Examen annuel des comptes : l’expert –comptable seul juge des informations nécessaires

Le comité d'entreprise doit se voir remettre chaque année par l'employeur les documents comptables qu'il établit. A cette occasion le comité peut décider de se faire assister par un expert-comptable de son choix dans le cadre d'une mission légale financée par l'employeur.

La jurisprudence reconnait à l'expert-comptable le droit de se faire communiquer tous les documents qu'il estime utiles à l'accomplissement de sa mission.

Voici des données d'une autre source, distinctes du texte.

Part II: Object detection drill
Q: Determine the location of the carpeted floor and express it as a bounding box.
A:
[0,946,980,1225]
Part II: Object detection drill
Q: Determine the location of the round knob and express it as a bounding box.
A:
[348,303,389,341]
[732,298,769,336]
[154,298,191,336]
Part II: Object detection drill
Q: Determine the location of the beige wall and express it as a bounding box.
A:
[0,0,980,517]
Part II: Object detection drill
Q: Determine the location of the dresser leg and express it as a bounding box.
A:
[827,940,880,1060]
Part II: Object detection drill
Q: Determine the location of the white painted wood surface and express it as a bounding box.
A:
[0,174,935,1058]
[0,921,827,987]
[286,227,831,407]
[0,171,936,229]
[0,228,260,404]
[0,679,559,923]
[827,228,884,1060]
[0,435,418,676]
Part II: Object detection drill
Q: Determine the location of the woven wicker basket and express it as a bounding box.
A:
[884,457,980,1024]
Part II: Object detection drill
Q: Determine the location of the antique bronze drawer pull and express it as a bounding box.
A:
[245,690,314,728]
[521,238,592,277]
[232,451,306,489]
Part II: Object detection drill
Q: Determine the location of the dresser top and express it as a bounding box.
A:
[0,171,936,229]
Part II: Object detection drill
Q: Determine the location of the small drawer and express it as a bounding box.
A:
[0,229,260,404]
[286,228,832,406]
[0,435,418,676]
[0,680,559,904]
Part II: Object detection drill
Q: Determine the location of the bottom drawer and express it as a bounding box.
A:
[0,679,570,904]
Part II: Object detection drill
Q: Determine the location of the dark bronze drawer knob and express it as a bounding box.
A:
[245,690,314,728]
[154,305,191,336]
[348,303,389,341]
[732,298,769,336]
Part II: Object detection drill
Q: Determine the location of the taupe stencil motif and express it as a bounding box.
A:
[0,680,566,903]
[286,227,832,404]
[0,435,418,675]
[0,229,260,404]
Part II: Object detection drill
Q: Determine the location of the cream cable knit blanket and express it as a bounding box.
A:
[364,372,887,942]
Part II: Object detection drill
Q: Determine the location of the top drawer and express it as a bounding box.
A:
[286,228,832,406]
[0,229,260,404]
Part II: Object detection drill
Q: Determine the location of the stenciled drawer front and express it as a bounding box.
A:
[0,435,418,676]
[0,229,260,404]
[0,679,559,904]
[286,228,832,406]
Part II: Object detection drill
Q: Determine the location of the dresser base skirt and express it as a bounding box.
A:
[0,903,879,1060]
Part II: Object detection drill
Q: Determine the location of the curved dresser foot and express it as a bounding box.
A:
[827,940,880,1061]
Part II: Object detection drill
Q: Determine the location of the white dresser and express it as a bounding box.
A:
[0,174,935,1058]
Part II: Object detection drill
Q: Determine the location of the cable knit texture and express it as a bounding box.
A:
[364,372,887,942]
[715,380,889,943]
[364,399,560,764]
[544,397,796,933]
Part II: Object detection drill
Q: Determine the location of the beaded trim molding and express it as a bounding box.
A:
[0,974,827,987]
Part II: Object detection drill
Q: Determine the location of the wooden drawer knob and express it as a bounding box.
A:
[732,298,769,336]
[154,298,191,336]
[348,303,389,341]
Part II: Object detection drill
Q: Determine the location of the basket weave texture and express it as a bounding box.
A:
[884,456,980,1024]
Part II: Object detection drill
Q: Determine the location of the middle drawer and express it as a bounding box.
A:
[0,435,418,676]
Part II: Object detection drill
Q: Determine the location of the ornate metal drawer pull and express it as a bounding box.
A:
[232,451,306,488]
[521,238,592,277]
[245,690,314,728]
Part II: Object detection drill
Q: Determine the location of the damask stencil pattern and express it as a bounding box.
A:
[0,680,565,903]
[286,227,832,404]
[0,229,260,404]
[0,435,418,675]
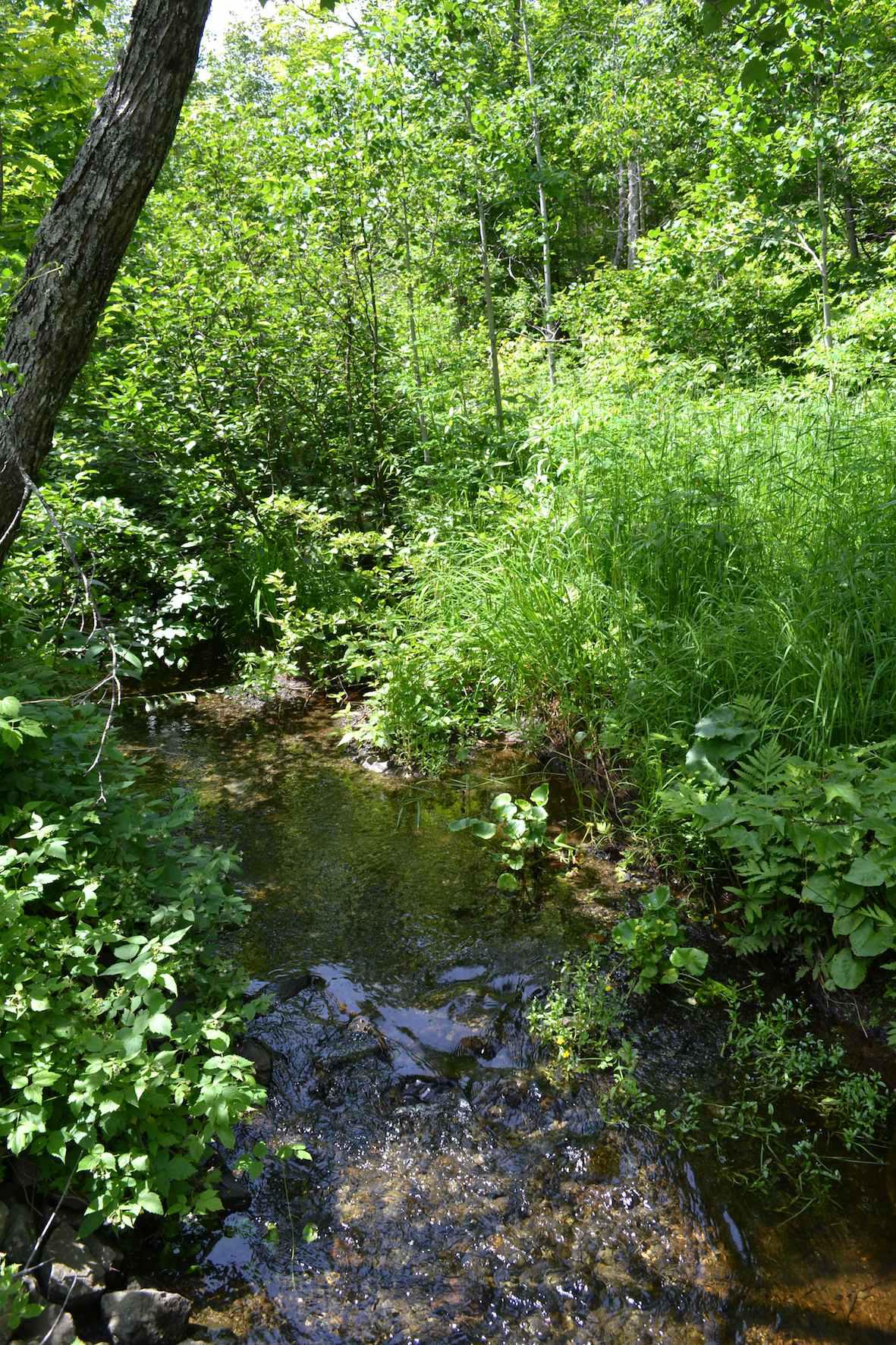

Au titre des documents nécessaires à l'intelligence des comptes et à l'appréciation de la situation de l'entreprise, l'expert-comptable peut-il exiger de se voir remettre par l'employeur des documents se rapportant à des exercices antérieurs à celui sur lequel la mission porte ?

Une réponse positive est donnée dans un arrêt de la Cour de cassation en date du 13 mai 2014.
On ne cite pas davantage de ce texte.